Common passwords blacklist

Any system that implements password authentication must check whether the passwords are not too common. Every system faces the brute-force attacks that try one or another list of most common password (and usually succeed, by the way). The system must have a capability to slow down an attacker by any means available: slowing down system response every time an unsuccessful authentication is detected, blocking an account for a short time after a number of unsuccessful authentication attempts or throwing up captchas.

Your password is not long enoughHowever, even the most sophisticated system fails if the user’s password is the most common word: “password”. The attacker simply succeeds then at once because that is likely to be the first word tried. So we need a system for blacklisting passwords that are thought of as most likely to be tried in a dictionary brute-force attack. This may be annoying for users of the system who may prefer to use a simple word as a password but this is the reality – any simple word used as a password is likely to be a security hole and must be banned.

While implementing the user login plugin for CakePHP I came across this simple question. Where do we get the password lists to check the newly entered passwords against? And here is a resource I can recommend: 62K Common Passwords by InfoSec Daily. Depending on your system’s speed you could use a smaller file of 6 MB, a 1.5 GB file that should take care of most common passwords or fuse the files into your own list.

Password storage in summary

We discussed the password storage in the article Speaking of passwords…and concluded that password implementation requires a cryptographically strong, contemporary (as in “very, very slow”) one-way hash function with a randomly generated salt for every password.

This is pretty much all you need to take care of. Salting is fairly straight-forward but it is essential to make sure it always works.
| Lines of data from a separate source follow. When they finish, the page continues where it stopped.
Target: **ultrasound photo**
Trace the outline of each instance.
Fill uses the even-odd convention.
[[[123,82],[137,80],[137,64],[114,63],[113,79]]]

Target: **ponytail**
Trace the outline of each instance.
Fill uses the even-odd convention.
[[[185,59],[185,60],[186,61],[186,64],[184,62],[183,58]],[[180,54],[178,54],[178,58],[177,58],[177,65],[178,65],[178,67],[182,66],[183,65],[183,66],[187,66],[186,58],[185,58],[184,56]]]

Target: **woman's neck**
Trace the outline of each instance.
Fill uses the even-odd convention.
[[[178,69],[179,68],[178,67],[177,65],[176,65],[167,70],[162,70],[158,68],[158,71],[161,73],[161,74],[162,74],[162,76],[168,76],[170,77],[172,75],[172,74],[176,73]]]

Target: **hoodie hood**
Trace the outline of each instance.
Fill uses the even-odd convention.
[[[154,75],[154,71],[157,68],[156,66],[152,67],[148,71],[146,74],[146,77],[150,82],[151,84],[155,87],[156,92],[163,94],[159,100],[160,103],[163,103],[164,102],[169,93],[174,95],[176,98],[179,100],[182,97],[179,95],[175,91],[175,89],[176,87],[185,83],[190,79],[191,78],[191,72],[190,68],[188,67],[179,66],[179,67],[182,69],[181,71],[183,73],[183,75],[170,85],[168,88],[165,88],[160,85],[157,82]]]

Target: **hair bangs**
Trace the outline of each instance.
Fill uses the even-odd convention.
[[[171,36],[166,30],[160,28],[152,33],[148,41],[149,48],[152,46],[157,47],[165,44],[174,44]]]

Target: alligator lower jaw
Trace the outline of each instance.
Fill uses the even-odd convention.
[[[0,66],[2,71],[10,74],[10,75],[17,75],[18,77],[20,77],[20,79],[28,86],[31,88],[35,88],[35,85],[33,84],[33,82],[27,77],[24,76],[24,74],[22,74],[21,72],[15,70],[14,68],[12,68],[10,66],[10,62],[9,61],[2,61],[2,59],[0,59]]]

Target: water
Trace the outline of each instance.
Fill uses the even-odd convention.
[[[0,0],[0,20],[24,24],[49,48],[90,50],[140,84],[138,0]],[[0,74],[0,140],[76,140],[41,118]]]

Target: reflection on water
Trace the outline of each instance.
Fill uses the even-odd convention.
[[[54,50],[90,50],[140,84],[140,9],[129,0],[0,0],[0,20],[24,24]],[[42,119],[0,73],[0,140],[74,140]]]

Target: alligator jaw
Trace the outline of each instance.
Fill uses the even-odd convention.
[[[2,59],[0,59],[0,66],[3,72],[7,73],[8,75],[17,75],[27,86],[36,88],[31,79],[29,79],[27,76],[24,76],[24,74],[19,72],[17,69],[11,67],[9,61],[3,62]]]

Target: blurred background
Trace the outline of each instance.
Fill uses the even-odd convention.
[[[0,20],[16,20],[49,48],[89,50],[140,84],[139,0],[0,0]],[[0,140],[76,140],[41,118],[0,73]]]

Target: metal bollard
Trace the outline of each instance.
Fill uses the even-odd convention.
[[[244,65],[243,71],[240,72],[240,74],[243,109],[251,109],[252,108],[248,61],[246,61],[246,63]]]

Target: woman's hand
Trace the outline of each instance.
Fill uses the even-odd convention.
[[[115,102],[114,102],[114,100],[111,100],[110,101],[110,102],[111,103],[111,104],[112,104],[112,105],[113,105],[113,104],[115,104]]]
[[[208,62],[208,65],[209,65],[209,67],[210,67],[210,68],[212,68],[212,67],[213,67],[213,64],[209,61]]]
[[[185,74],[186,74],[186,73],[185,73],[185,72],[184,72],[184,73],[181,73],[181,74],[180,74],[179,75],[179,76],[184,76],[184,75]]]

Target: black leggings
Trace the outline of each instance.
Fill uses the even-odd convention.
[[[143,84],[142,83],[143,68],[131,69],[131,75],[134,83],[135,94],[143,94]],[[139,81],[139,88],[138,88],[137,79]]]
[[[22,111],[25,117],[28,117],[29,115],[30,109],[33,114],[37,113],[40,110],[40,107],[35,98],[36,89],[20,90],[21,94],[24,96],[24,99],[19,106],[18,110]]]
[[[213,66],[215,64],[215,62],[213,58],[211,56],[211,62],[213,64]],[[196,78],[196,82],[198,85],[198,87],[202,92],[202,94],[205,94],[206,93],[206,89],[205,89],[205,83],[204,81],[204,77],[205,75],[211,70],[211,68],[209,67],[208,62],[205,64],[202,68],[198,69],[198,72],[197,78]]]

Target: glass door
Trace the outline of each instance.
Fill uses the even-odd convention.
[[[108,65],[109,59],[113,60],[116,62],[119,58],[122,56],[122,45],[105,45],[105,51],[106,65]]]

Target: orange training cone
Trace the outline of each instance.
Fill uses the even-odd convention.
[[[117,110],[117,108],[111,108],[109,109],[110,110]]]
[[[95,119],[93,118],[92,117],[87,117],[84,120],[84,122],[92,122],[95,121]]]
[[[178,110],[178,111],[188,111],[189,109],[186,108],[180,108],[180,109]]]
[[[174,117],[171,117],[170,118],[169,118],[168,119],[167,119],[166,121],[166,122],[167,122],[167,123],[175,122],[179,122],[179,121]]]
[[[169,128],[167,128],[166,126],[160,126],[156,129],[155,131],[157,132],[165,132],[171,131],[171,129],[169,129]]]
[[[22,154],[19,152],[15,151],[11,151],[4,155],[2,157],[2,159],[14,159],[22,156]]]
Achieving a good balance between the slowness of the hashing algorithm for the attacker and an acceptable user performance is just a bit more involved but the things like key stretching techniques have been around for literally ages now too.

It is rumored that Thomas Ptacek once said:

What have we learned? We learned that if it’s 1975, you can set the ARPANet on fire with rainbow table attacks. If it’s 2007, and rainbow table attacks set you on fire, we learned that you should go back to 1975 and wait 30 years before trying to design a password hashing scheme.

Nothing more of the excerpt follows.